Tom said, ‘It was an interesting book.’
‘I can see from your expression, Tom, what “interesting” means. It means scandalous and compromising, doesn’t it?’
‘Well, there were some stories in the memoir about meeting famous poets and the like. There was a story about Shelley sailing a boat on a pond made out of a fifty-pound note. The boat, I mean, not the pond.’
‘But there were other, less respectable things too, Tom. Was the Canon’s father’s book like the kind of thing they sell in Holywell Street?’
Tom might have asked Helen how she knew about the type of books which were for sale, on the sly and under the counter, in a particular stretch of Holywell Street near Exeter Hall in the Strand, but he saw the look on her face — somewhere between amusement and determination — and said, ‘Yes, there were some details in George Slater’s memoir which would not be publishable. Adventures with women of a certain sort, and so on.’
Helen put down her brandy glass and clapped her hands in delight.
‘Why, Tom Ansell, I wish I had had a sight of the — whatd’youcallit? — the Salisbury manuscript!’
‘That’s as may be, Helen, but a brief glance was enough to tell me why the Canon wanted the book out of his house and in safekeeping in our vaults.’

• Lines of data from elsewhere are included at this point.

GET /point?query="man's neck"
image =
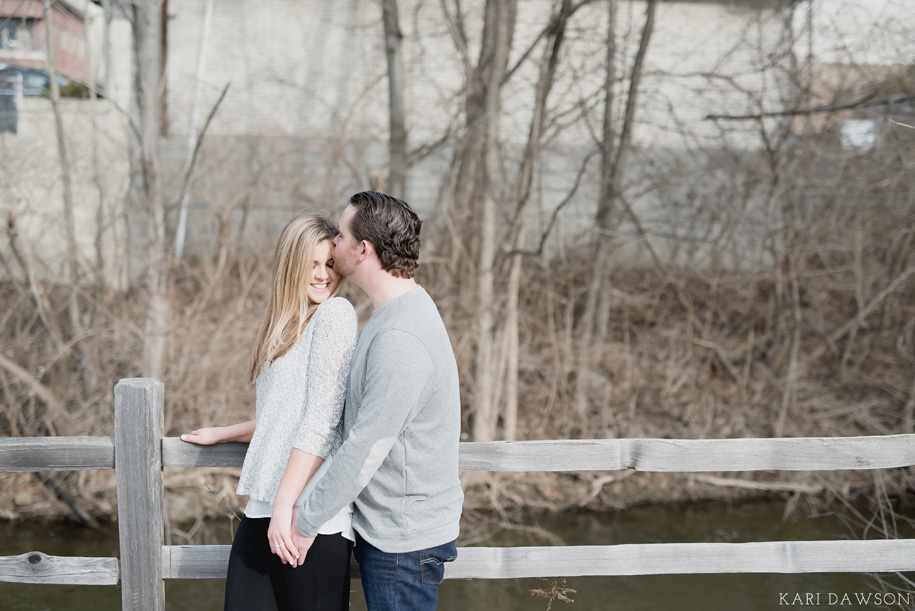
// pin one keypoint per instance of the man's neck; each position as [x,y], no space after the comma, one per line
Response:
[388,287]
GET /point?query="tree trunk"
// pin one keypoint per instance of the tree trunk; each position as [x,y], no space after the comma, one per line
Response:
[397,144]
[592,328]
[498,35]
[147,198]
[522,198]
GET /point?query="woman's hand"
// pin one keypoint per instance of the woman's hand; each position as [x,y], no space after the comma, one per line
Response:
[205,437]
[243,431]
[279,535]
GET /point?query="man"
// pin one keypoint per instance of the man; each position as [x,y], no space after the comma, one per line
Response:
[399,458]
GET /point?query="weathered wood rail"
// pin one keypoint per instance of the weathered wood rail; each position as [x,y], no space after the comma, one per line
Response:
[138,453]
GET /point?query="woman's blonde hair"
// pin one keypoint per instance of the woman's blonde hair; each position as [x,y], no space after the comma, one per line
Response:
[290,308]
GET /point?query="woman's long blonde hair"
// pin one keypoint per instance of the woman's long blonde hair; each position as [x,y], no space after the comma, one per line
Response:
[290,308]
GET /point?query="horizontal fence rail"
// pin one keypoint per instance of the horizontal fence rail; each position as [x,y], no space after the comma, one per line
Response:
[139,452]
[877,556]
[647,455]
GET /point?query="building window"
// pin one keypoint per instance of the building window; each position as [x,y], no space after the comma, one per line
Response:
[16,34]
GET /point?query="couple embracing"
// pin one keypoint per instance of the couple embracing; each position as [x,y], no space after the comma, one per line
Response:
[355,438]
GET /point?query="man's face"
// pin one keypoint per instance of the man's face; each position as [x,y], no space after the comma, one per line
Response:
[346,249]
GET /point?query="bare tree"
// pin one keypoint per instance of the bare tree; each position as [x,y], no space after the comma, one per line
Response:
[147,198]
[397,143]
[592,327]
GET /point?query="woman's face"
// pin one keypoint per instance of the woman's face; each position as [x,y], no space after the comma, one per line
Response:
[323,279]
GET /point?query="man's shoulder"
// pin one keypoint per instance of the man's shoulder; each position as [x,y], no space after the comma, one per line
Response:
[336,308]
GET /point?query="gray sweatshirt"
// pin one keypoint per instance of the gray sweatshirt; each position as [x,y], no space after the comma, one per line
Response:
[402,423]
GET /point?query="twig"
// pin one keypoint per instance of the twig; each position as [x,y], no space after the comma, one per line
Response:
[222,501]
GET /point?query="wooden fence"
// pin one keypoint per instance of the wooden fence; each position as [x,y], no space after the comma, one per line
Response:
[139,452]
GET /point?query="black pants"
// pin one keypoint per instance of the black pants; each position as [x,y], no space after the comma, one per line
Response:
[258,581]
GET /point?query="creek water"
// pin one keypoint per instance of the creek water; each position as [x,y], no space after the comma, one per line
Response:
[705,522]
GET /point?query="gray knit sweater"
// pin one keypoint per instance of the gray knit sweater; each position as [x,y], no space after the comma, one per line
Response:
[399,458]
[300,399]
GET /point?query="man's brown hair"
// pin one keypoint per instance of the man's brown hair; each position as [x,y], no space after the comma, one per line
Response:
[393,229]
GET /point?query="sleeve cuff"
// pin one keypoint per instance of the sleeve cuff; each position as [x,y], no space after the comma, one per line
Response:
[305,528]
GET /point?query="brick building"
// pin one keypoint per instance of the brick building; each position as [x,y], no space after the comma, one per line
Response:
[24,31]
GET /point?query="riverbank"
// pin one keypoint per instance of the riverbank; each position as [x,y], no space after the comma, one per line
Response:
[715,522]
[199,494]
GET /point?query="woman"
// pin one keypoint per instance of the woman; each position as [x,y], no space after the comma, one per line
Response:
[300,366]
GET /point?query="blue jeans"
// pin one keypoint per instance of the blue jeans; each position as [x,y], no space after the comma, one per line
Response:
[402,582]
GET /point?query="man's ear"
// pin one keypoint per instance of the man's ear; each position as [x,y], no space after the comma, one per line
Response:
[367,250]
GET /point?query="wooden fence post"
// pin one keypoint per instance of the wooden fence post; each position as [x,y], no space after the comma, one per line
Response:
[138,424]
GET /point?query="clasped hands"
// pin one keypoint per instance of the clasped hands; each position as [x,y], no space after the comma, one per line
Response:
[285,540]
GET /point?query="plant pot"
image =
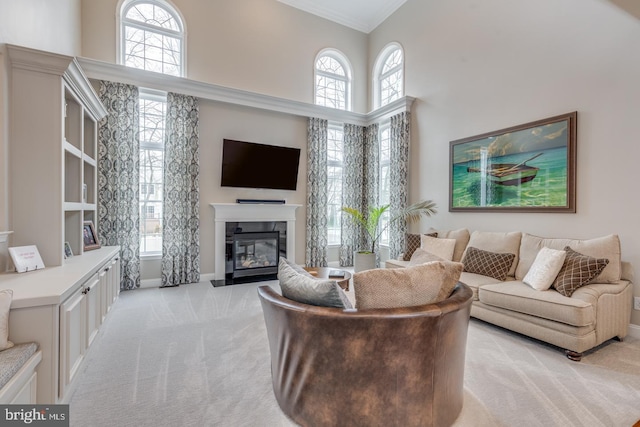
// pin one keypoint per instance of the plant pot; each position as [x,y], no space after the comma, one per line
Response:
[363,261]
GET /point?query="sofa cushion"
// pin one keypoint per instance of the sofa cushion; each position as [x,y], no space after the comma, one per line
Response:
[6,295]
[601,247]
[474,281]
[462,238]
[519,297]
[298,285]
[578,270]
[413,242]
[396,263]
[487,263]
[442,248]
[407,287]
[545,269]
[422,256]
[499,242]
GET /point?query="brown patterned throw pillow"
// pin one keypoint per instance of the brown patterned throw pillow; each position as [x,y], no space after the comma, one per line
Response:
[578,270]
[487,263]
[412,242]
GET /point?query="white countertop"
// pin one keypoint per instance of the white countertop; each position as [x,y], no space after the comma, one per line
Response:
[52,285]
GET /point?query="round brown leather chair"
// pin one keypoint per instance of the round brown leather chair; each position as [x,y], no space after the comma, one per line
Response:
[382,367]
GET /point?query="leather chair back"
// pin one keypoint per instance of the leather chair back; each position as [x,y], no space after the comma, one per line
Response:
[382,367]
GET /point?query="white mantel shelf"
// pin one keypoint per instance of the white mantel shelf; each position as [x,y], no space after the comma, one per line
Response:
[250,212]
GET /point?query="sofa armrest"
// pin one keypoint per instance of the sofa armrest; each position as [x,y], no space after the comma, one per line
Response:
[627,271]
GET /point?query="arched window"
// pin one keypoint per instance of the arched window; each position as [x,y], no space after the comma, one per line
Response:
[389,75]
[152,37]
[332,80]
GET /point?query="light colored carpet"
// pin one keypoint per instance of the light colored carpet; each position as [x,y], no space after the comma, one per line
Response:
[196,355]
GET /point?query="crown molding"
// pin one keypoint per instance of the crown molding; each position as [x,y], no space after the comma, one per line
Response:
[64,66]
[146,79]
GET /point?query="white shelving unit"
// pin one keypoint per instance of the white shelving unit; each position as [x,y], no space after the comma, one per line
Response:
[53,152]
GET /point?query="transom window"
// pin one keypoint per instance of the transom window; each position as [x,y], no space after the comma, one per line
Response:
[334,182]
[152,131]
[332,80]
[385,179]
[389,75]
[152,37]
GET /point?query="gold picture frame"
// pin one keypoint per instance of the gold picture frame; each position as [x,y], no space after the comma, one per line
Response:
[525,168]
[89,236]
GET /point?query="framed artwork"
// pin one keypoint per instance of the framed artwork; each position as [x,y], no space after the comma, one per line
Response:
[89,236]
[68,253]
[525,168]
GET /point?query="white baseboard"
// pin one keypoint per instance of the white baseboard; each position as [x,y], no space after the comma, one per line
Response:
[155,283]
[634,331]
[150,283]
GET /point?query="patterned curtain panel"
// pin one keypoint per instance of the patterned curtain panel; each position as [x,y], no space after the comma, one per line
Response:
[352,237]
[371,175]
[316,249]
[118,178]
[399,179]
[180,212]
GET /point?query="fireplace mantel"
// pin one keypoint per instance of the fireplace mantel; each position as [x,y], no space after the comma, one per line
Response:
[241,212]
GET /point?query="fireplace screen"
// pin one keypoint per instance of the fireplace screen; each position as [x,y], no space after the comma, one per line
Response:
[255,253]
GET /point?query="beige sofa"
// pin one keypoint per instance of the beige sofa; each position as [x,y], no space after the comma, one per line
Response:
[592,315]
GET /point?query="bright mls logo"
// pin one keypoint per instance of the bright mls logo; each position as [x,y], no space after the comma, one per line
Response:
[37,415]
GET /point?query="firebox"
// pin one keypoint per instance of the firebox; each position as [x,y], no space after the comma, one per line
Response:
[255,253]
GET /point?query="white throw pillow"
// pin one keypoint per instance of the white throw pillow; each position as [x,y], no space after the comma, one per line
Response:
[442,248]
[5,304]
[545,268]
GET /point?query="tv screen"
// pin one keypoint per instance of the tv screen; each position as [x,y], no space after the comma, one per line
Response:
[252,165]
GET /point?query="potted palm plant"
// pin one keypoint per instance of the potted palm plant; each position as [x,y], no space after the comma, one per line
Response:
[370,223]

‘He could have destroyed it without going to all the trouble of summoning you to Salisbury.’
‘He would not destroy it because he had too much respect for the past, but neither did he wish to keep it. He wanted it to be seen by no one except his nephew Walter. Walter was to have the final decision on what happened to it, but only after his uncle’s death.’
‘And now his uncle’s dead and the book is gone.’
‘I don’t see how the book gives a motive for his murder though.’
‘And I don’t understand,’ said Helen. ‘Everything you’ve said suggests that the Salisbury manuscript was somehow dangerous. Why, it might have contained something about the Canon himself.’
‘Then why did he allow me to look at it? Anyway I don’t think old George Slater would have had much to say about a son who went into the Church, except a few words of dismissal or contempt.’
They were silent for a moment, trying to work their way through the tangle of confusion and doubt.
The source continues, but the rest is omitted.